An ethical, human-centric AI must be designed and developed in a manner that is aligned with the values and ethical principles of a society or the community it affects. Ethics is based on well-founded standards of right and wrong that prescribe what humans ought to do, usually in terms of rights, obligations, benefits to society, fairness, or specific virtues.
— Markkula Center for Applied Ethics

In conclusion, Generative AI will be a force multiplier on technological progress in our increasingly digital and data-driven world. One thing is certain that Generative AI is a game changer and there is a tremendous value to be unlocked as the world navigates through such a huge transition.


Below is a synopsis of two very pragmatic and interesting Generative AI Use Cases that I find powerful and valuable.

Use Case 1: Vubbing (synchronizing mouth movements when films are dubbed in other languages)

Scott Mann is the founder of the neural network lab Flawless and has delivered films such as “Heist”, "Final Score” and “The Tournament”. As a director, Mann saw a problem with the visuals of films dubbed into other languages.

In response, his company developed in-house proprietary software called TrueSync. Through a process Flawless calls "vubbing", it makes an actor's mouth movements match the dubbed dialogue when a film is translated into another language.
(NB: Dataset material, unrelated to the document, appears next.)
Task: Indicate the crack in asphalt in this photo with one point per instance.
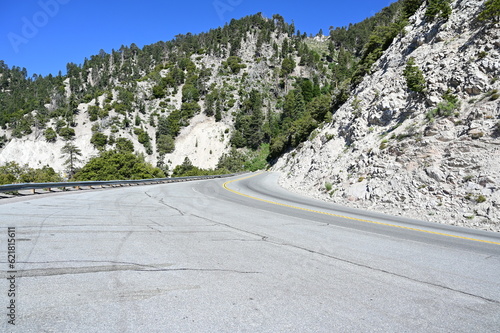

Generative AI is applied to video to make speech authentic and to create something that didn't exist before using a lot of underlying ground truth training data of the original to make it as genuine as the original.

Use Case 2: GIS Arta Command and Control System

Ukraine’s geographic information system GIS Arta is a geospatial intelligence software and is a sign of things to come.

GIS Arta is a homegrown application developed prior to Russia’s invasion based on lessons learned from the conflict in the Donbas. It’s a guidance command and control system for drone, artillery, or mortar strikes. 

The use of this geospatial intelligence application has reportedly reduced the decision chain around artillery from 20 minutes to under 1 minute.